Recognizing this shortcoming of detecting growth by measuring total height, a method and apparatus has been suggested and put into actual use, whereby measurements of the length of the lower leg, are used as a measure of growth. Growth, 1983, 47, 53-66 describes this method and apparatus.
By restricting the measurement of growth to the lower leg, most of the major sources of errors in the measurements of overall height are eliminated entirely. Such measurements have much less relative error than measurement of total body stature which, as indicated above, includes additional variations, for example, in spine compression and head posture. Hence it is possible to reduce the measurement error to such an extent that accurate assessments of growth can be made as frequently as once a month. This can result in a substantial reduction in the cost of various therapies and can assure greater success for the clinical outcome.
The method and apparatus described in the aforementioned article, however, suffers from a major shortcoming which affects the accuracy of the measurements of growth in the lower leg.

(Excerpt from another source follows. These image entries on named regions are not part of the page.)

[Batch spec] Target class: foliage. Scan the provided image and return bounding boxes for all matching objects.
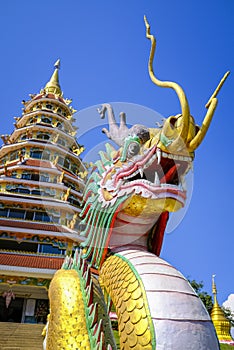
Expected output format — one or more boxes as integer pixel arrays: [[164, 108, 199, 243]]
[[222, 306, 234, 327], [188, 279, 213, 314]]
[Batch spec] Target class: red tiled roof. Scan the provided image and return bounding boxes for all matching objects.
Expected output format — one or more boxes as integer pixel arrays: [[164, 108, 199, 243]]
[[0, 219, 70, 232], [0, 253, 64, 270]]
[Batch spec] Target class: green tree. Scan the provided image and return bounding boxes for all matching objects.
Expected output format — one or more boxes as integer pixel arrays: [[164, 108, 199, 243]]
[[188, 279, 213, 314], [222, 306, 234, 327]]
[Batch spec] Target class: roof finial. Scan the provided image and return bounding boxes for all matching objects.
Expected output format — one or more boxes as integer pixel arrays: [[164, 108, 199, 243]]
[[54, 59, 60, 69], [212, 275, 217, 304], [45, 59, 62, 96]]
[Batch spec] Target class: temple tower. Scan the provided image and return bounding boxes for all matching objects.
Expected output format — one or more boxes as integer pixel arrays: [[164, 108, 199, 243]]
[[0, 60, 86, 322], [211, 275, 234, 345]]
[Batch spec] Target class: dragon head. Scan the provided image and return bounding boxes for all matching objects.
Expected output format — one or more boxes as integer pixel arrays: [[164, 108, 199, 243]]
[[81, 18, 229, 266]]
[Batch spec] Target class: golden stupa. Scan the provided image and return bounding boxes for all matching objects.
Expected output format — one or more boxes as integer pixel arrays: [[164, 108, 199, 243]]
[[211, 275, 234, 345]]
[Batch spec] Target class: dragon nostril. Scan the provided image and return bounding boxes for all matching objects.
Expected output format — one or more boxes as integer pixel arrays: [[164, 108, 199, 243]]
[[128, 142, 140, 157]]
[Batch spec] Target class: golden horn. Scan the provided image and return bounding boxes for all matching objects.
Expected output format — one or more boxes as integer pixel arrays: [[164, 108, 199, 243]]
[[144, 16, 190, 143], [188, 71, 230, 151]]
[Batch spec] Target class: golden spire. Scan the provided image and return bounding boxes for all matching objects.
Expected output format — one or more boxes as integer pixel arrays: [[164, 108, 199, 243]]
[[211, 275, 233, 343], [45, 60, 62, 96]]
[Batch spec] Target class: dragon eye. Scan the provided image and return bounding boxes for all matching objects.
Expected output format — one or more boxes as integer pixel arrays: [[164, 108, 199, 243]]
[[128, 142, 140, 157]]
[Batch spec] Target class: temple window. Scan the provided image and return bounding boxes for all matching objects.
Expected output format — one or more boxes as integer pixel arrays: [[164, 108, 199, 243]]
[[8, 209, 25, 219], [68, 195, 80, 207], [41, 116, 52, 124], [30, 148, 43, 159], [57, 139, 66, 146], [0, 208, 9, 218], [10, 150, 19, 161], [34, 211, 51, 222], [46, 103, 53, 109], [37, 132, 50, 140], [64, 158, 71, 169]]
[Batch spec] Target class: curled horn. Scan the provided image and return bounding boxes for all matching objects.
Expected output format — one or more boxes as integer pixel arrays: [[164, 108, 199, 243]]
[[188, 71, 230, 152], [144, 16, 190, 143]]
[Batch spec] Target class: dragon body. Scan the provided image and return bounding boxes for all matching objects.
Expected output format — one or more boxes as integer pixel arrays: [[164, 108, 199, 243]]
[[45, 17, 228, 350]]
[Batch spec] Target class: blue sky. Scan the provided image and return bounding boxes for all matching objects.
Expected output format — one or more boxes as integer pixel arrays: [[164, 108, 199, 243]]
[[0, 0, 234, 303]]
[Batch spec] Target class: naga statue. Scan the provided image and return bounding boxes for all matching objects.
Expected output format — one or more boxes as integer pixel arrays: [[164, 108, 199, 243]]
[[44, 18, 229, 350]]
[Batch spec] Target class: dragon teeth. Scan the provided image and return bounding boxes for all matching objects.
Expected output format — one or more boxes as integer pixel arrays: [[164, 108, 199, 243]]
[[154, 171, 160, 185], [156, 148, 162, 164], [139, 168, 144, 178]]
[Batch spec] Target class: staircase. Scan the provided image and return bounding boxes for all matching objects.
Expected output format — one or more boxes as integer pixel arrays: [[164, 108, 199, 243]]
[[0, 322, 44, 350]]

Typically, the measure of lower leg growth is derived from the average of a number of length measurements made in one measurement session In the method and apparatus described in the aforementioned article, the components which engage the leg and from which the length measurements are made are set to measure directly to the highest attainable height of the knee of the patient. Each such measurement necessarily includes the body tissue above the knee and beneath the heel of the patient. With the top of the knee and the bottom of the foot as the end points of the length measurements, the effects of body tissue above the knee and beneath the heel can introduce errors in the measurements due to variations in the compression of the body tissue from one measurement to the next. The individual conducting the measurements does not know the degree of compression of the body tissue required to duplicate conditions from one measurement to the next. As a result, length measurements subsequent to the first one are biased by looking for the same highest measurement as the first measurement because of a reluctance to rely on the "feel" of the components which engage the endpoints of the leg. To the extent that the individual conducting the length measurements is willing to rely on "feel" to duplicate body tissue compression conditions from one length measurement to the next, accuracy becomes a real concern because of the difficulty in compressing body tissue the same amounts based on the "feel" of the measurer.